Une crise de la société de consommation
Notre société a lié l'argent au travail (salaire) et l'emploi à la consommation, le tout chapeauté par la croissance. Plus la consommation augmente, plus la croissance est forte qui entraîne la production laquelle nécessite de la main d'œuvre. Nous tournons dans un cercle vicieux, car enfin le PIB (le Produit Intérieur Brut qui mesure la croissance) n'a rien à voir avec le bonheur des gens.
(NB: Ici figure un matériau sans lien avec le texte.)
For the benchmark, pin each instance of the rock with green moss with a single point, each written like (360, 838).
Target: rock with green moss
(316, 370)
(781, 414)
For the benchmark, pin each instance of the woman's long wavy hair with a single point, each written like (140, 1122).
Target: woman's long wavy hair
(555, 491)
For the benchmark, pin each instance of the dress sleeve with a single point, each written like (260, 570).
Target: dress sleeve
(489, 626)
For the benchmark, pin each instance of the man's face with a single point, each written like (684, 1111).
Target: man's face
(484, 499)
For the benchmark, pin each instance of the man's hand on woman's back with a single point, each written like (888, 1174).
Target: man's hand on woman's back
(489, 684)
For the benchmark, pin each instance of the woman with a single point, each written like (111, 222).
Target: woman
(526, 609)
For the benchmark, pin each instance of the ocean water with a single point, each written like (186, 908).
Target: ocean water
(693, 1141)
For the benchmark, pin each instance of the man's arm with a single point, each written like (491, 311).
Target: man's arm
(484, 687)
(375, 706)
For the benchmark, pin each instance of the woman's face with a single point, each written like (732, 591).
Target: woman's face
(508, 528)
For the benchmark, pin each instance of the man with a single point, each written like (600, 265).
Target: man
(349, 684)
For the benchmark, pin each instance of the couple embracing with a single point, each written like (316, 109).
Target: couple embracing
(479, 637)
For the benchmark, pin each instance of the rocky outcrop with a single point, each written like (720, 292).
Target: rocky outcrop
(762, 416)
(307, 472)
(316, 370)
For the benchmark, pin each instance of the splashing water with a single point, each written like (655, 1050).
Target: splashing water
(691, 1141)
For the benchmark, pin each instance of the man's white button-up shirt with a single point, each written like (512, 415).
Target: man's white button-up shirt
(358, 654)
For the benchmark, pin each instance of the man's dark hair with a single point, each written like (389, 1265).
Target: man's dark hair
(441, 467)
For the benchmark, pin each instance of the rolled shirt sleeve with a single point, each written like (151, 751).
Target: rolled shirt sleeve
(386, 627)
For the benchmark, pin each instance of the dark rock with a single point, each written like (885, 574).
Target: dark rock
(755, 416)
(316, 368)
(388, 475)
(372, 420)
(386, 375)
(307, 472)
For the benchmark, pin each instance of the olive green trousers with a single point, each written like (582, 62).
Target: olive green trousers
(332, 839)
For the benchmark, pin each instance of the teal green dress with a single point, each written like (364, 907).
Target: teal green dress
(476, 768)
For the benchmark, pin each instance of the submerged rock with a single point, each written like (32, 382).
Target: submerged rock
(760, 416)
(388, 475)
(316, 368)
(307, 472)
Ne faudrait-il pas profiter de cette crise pour casser ce mécanisme pervers et trouver un autre baromètre ? L'être humain a autant besoin de liens que de biens.
Une crise des valeurs
Les valeurs qui sous-tendent l'économie libérale font appel à ce qu'il y a de plus bas dans l'homme : la cupidité, la concurrence, la compétitivité, le chacun pour soi, le gaspillage. C'est du darwinisme social : la loi de la jungle. On a réduit le mot "valeur" à une valeur comptable (valeurs boursières) et confondu le bonheur avec la consommation. Le grand échec du capitalisme, c'est qu'il n'a pas tenu ses promesses : le développement pour tous. Il n'a fait que creuser les inégalités sociales et salariales : la rémunération du capital est plus élevée que celle du travail. Pourtant une société vraiment humaine se mesure à sa capacité d'intégrer les exclus, les pauvres, les chômeurs, les handicapés. Il faudra donc redéfinir certaines notions comme le progrès, la croissance, le développement durable ou non et refonder une nouvelle civilisation sur des bases plus proches de celles de l'évangile telles que le partage, la justice sociale, la sobriété joyeuse, l'égalité..
Et pour ne rien arranger, la crise écologique vient coiffer toutes les autres crises, car à quoi bon relancer la machine économique telle quelle si c'est pour se rendre compte que le réchauffement climatique et ses conséquences risquent de faire disparaître l'humanité elle-même.